Beamer wrote on Mar 11, 2013, 12:25:
There's almost definitely no reason why they couldn't handle it.
But coding something for a server and coding something for a home system tends to be very, very different. It isn't as simple as just flipping a switch.
If you never intended to turn off server-side calculations, why have someone put a few weeks into putting that ability in?
How, specifically, different?
Are you talking about the network traffic layer? Because if that's it, than the solution is simple - the game "server" runs as a service on your local desktop, receiving and sending traffic over the network layer, but simply sending & receiving on localhost.
Are you saying that their is something different in how it is compiled? Modern servers aren't mystical mainframes with a different architecture than a desktop. Both are Von Neumann machines, using very similar CPU and memory architectures (often the same). Modern code is compiled to the processor, not the class (desktop, server). If it runs in one place, it will run in the other.

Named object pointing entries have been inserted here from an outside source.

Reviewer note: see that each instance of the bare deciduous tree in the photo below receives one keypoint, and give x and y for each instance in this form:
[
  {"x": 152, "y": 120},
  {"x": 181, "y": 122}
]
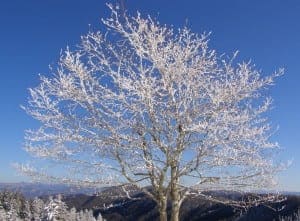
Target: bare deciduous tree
[{"x": 149, "y": 105}]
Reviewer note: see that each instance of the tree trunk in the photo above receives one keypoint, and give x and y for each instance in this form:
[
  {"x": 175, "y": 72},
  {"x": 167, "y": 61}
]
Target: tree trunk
[
  {"x": 175, "y": 194},
  {"x": 162, "y": 209}
]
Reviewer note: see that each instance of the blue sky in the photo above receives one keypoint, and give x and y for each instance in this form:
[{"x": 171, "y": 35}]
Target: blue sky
[{"x": 33, "y": 32}]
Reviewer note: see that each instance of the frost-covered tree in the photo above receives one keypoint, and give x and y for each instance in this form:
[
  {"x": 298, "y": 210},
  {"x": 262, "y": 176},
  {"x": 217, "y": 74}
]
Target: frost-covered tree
[
  {"x": 145, "y": 104},
  {"x": 56, "y": 209},
  {"x": 37, "y": 209}
]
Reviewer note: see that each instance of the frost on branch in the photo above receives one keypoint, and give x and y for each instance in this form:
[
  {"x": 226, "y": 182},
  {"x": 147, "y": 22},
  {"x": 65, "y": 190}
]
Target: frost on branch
[{"x": 149, "y": 105}]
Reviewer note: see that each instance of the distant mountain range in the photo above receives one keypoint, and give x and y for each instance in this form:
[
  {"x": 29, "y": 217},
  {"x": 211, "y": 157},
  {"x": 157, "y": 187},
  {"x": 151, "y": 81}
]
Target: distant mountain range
[
  {"x": 31, "y": 190},
  {"x": 114, "y": 205}
]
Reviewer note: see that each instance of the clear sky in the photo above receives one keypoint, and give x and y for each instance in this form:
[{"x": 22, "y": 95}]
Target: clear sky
[{"x": 33, "y": 32}]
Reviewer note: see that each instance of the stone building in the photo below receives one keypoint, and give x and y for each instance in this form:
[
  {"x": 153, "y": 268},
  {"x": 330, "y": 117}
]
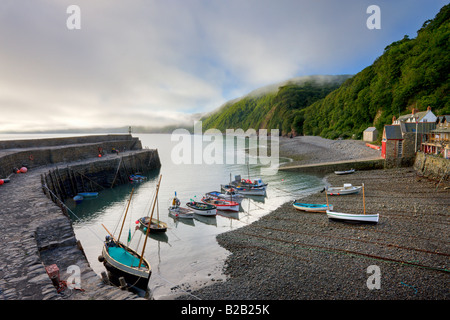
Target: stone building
[
  {"x": 438, "y": 140},
  {"x": 405, "y": 139},
  {"x": 416, "y": 116},
  {"x": 370, "y": 134}
]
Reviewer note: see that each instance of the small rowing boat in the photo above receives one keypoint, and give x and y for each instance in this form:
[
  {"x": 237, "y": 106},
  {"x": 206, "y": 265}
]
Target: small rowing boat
[
  {"x": 203, "y": 209},
  {"x": 354, "y": 217},
  {"x": 367, "y": 218},
  {"x": 88, "y": 194},
  {"x": 346, "y": 189},
  {"x": 155, "y": 224},
  {"x": 227, "y": 195},
  {"x": 222, "y": 204},
  {"x": 311, "y": 207},
  {"x": 179, "y": 212},
  {"x": 345, "y": 172}
]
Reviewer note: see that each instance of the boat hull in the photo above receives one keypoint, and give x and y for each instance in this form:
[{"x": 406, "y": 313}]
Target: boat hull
[
  {"x": 133, "y": 276},
  {"x": 88, "y": 194},
  {"x": 202, "y": 209},
  {"x": 341, "y": 191},
  {"x": 231, "y": 197},
  {"x": 180, "y": 212},
  {"x": 251, "y": 191},
  {"x": 222, "y": 204},
  {"x": 363, "y": 218},
  {"x": 345, "y": 172},
  {"x": 308, "y": 207},
  {"x": 155, "y": 225}
]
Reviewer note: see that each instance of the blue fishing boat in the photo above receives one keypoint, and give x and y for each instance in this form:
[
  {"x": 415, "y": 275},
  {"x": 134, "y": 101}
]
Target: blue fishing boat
[{"x": 122, "y": 261}]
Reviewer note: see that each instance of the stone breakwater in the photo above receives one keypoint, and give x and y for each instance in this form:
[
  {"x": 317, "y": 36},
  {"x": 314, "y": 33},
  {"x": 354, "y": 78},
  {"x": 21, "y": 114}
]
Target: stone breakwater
[{"x": 35, "y": 233}]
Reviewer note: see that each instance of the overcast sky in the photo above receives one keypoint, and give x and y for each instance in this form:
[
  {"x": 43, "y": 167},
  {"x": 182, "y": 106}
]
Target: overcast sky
[{"x": 152, "y": 63}]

Are you saying that the code itself couldn't run a single instance, only many? Coding a system that scales to multiples of instances, must, by definition, work in a single instance. How else would the service spool up for the first player?
Maybe the server is written on a *nix server? That would throw a wrinkle in things.
Maybe their are server side only assets? Bundle them up and ship them out. Not terribly difficult.
About the only other thing I see here is that there might be a minimum spec here for either CPU or RAM to run the server "service", but as I've said on other posts that simply cannot be the case here. There is no financial model that would support the near monopoly of a modern server's CPU + RAM for a single $60 purchase.